The HEROES Act proposed increasing the child tax credit for one year to $3,000 and $3,600 for children under 6. That’s similar to what Democrats floated in discussions before the passage of the TCJA in 2017. The age-targeted change is meant to assist families when their children are youngest because that’s a critical time of development for children and also tends to correspond with a period in parents’ working lives when they make less. “There’s a strong argument for making the child tax credit larger for families with young children,” Rachidi said, pointing to child care costs and research that shows a larger return on investment in the youngest children. She noted that the same targeted approach could be applied in the EITC context.

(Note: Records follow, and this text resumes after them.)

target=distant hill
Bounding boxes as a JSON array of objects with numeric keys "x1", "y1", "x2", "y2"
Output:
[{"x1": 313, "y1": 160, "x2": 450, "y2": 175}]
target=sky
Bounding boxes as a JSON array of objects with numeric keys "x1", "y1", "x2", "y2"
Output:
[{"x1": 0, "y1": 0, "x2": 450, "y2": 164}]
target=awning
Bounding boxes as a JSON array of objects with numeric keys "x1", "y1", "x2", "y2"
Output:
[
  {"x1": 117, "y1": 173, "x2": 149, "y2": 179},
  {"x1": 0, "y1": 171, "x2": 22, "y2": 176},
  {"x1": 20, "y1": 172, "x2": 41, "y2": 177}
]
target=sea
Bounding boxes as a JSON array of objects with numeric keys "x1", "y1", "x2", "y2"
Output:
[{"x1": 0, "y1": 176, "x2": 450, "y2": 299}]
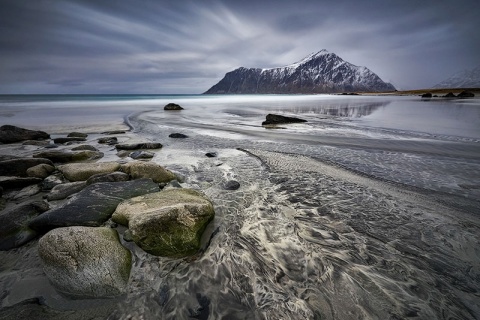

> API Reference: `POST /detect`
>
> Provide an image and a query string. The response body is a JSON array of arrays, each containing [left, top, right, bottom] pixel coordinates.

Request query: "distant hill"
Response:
[[434, 66, 480, 88], [205, 50, 395, 94]]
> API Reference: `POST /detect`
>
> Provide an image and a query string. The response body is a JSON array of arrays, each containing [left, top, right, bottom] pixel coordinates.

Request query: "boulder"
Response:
[[0, 176, 42, 190], [0, 201, 48, 250], [163, 103, 183, 111], [0, 125, 50, 143], [128, 150, 155, 159], [112, 189, 215, 258], [121, 161, 176, 183], [29, 179, 159, 232], [47, 181, 87, 201], [67, 132, 88, 138], [33, 150, 103, 163], [168, 133, 188, 139], [262, 114, 307, 126], [58, 161, 120, 182], [38, 227, 132, 298], [115, 142, 163, 150], [27, 163, 55, 179], [87, 171, 130, 185], [0, 158, 53, 177]]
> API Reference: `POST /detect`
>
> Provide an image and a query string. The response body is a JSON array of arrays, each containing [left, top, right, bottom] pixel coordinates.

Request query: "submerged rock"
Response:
[[0, 201, 49, 250], [29, 179, 159, 232], [112, 189, 215, 257], [38, 227, 132, 298], [262, 113, 307, 126], [0, 125, 50, 143], [163, 103, 183, 111]]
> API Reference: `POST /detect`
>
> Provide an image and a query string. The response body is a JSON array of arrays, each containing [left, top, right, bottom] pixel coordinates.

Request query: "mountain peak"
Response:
[[205, 49, 395, 94]]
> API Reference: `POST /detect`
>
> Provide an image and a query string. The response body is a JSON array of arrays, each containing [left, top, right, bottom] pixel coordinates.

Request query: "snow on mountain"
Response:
[[434, 66, 480, 89], [205, 50, 395, 94]]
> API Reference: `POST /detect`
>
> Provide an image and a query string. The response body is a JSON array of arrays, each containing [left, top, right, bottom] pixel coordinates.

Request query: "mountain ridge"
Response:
[[205, 49, 395, 94]]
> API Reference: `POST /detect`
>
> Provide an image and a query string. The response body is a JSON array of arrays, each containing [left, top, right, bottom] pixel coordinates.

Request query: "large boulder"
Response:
[[33, 150, 103, 163], [29, 179, 159, 232], [0, 201, 48, 250], [262, 113, 307, 126], [38, 227, 132, 298], [112, 189, 215, 257], [0, 158, 53, 177], [58, 162, 120, 181], [121, 161, 177, 183], [0, 125, 50, 143]]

A potential problem in increasing the child tax credit or EITC for younger children is that it could introduce more friction when parents don’t live in the same household. The child tax credit and EITC are designed so that only one parent is able to claim the full credit — there is no division of the credits even if children split their time between households. If the credits are larger for younger children, the question of who claims a younger child could become a bigger problem for both taxpayers and the IRS, Rachidi said.

Changing the EITC or child tax credit could help direct more money to low-income families with children, but, as now formulated, both of those credits miss some taxpayers, Maag said. “They don’t touch people who are retired, and they don’t do a good job of helping workers without children at home,” she said. Some of the people who don’t benefit are working parents who still provide substantial support for their children, but because they are noncustodial, they don’t benefit from the tax credits, she noted.

Fully Refundable

The child tax credit isn’t fully refundable because taxpayers whose federal income tax liability is smaller than the credit don’t receive the difference. Recent Democratic proposals in Congress, including the American Family Act (S. 2018) and Working Families Tax Relief Act (H.R. 3157), aim to change that.

The proposals to make the credit fully refundable also greatly increase its size. But making the credit fully refundable so that families with lower incomes will see an increase doesn’t change the fact that more of the benefit would still go to middle- and higher-income families, Rachidi said. That results from the distribution of children — more children live in households that benefit from the regular child tax credit than from the refundable portion.

There have also been discussions about allowing taxpayers to receive advance payments of the credit, particularly in response to the pandemic. If adopted, that change could have a bigger impact for families with lower incomes. “One of the ironies of the tax system is that if you’re high-income and qualify for the child tax credit, you can adjust your withholding so that essentially you get a little piece of the credit throughout the year, but if you’re low-income, you can’t do that, because you benefit from a refundable piece of the tax credit and you can’t get that money early,” Maag said.

Finding solutions to help families with children move out of poverty, weather the pandemic, and offset the costs of raising children that are also cost-effective and politically feasible isn’t easy. But the bipartisan agreement about the child tax credit suggests that it’s a likely candidate for temporary relief efforts and possibly a longer-term expansion.